A significant portion of the contemporary ecumenical movement centers on baptism, where lines of consensus are appearing among Christian churches.
That's according to Dr. Gayle Carlton Felton, assistant professor of Christian Nurture at Duke Divinity School. She was one of five speakers at the "Baptism Meaning and Practice" seminar, hosted by the First United Methodist Church of Salt Lake City Feb. 20-22.Felton, who wrote the book, "This Gift of Water," said during her Feb. 21 morning speech that there are seven trends appearing in baptism that are forming these lines of consensus among many Christian churches.
"Baptism and other sacraments are being seen as part of corporate worship," she said, explaining the trend is that it is no longer a private family occasion.
Second, she said baptism is becoming a sacrament, not just an ordinance in many churches now.
Third, she said more water is being used in baptism - even if sprinkling is the method used.
She also said baptism is being seen more and more as an invitation into the church and is the first public affirmation of a person's Christian faith.
Baptism is being linked more closely with the sacrament of Holy Communion, too, and is becoming more a mark of Christian discipleship.
"When we are baptized, we are commissioned," Felton said.
She also traced the history of baptism from the early Christian Church to the Reformation.
Infant baptism was the accepted tradition in early Christian families, because those children would be trained in the faith. Otherwise, it was many times a three-year training process for an adult, she said.

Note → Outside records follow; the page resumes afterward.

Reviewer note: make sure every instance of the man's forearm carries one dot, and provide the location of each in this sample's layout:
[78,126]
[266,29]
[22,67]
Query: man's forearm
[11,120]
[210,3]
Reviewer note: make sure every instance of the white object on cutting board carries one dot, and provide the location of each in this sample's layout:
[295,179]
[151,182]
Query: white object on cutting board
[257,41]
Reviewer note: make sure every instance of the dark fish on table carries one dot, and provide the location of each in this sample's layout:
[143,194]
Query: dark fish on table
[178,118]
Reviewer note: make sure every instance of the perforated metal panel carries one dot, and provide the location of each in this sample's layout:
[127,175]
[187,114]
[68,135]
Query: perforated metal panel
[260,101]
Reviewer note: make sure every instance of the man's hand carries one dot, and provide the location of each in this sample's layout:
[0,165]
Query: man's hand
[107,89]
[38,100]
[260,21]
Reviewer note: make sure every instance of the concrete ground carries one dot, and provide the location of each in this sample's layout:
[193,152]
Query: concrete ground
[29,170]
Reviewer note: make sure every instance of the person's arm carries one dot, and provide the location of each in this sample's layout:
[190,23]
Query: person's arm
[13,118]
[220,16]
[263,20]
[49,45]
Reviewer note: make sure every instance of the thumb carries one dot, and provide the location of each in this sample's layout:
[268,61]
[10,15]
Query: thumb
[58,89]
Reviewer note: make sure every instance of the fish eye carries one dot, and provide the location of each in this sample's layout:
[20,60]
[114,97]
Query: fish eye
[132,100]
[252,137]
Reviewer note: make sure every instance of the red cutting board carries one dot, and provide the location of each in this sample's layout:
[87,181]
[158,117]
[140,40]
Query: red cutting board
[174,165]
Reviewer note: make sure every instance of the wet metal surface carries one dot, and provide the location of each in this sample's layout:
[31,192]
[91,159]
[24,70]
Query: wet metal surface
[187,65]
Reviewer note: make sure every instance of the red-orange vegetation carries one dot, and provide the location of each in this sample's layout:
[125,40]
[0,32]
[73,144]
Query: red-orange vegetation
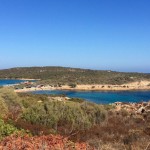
[49,142]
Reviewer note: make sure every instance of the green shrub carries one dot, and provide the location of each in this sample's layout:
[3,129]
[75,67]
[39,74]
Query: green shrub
[6,129]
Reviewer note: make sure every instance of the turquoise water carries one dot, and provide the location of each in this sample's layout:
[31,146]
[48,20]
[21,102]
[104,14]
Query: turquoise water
[103,97]
[4,82]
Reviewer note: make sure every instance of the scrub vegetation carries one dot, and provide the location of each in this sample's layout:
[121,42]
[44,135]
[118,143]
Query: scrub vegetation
[40,122]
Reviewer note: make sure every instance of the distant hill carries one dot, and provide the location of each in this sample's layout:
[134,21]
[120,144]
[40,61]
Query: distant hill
[62,75]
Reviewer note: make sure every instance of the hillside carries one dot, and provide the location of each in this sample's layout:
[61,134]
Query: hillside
[29,121]
[55,75]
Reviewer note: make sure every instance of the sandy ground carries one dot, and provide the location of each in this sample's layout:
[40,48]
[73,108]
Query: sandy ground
[143,85]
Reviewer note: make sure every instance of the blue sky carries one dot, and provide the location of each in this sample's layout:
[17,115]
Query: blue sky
[95,34]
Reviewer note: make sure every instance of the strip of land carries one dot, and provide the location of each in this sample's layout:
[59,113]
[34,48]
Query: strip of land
[142,85]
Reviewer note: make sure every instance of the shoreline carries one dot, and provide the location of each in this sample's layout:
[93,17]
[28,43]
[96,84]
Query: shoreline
[136,86]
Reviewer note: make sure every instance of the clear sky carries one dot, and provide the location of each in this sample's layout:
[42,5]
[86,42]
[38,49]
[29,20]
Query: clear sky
[95,34]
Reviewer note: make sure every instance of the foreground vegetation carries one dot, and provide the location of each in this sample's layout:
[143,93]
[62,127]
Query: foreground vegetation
[61,75]
[37,121]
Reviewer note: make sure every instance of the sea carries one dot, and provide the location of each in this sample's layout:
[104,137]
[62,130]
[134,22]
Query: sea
[103,97]
[93,96]
[5,82]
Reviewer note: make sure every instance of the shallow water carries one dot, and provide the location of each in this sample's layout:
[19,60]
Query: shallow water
[4,82]
[103,97]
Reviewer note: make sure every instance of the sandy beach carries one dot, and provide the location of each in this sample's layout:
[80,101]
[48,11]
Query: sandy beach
[142,85]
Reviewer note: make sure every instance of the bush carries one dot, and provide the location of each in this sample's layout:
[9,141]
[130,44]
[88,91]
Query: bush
[6,129]
[69,116]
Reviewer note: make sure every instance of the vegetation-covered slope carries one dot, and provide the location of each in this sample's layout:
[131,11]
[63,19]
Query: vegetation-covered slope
[55,75]
[37,117]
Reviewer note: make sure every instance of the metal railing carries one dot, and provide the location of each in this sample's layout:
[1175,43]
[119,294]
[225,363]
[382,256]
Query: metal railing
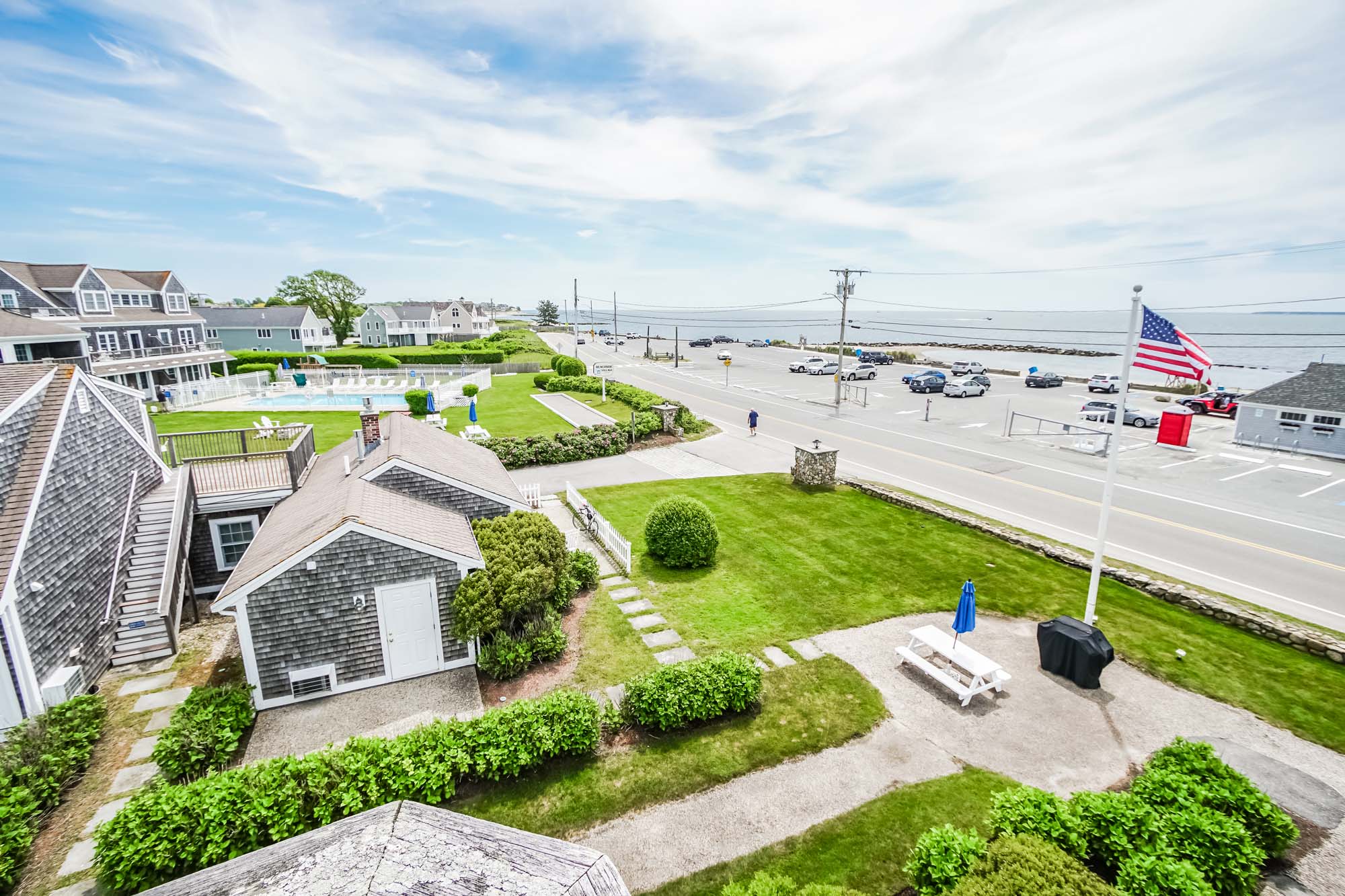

Elder Jay E. Jensen, a member of the First Quorum of the Seventy of The Church of Jesus Christ of Latter-day Saints, was another speaker at the seminar. He gave a 45-minute presentation Feb. 20 on "Baptism and the LDS Tradition."
Elder Jensen said baptism is an essential initiatory ordinance in the LDS Church and that proper authority is needed to baptize.
Regarding ecumenical implications, he said he couldn't speak for the Methodist faith, but for the LDS Church, baptisms performed by ministers of other religions are not accepted.
"The reasons have to do with the question of proper authority and with the purpose of baptism," he said.
However, he also stressed that the church does not believe that anyone not baptized into the LDS faith is damned to hell.
"In God's grace, goodness and justice, provisions are made for teaching his gospel in this life and in the next life," Elder Jensen said.
The three other speakers at the three-day event included Dr. Bruce Robbins, the General secretary of the General Commissions on Christian Unity and Interreligious Concerns for the United Methodist Church. He addressed baptism and interreligious concerns.
"Strengthening Worship for the 21st Century" was addressed by the Rev. Daniel T. Benedict Jr., a member of the General Board of Discipleship of the United Methodist Church.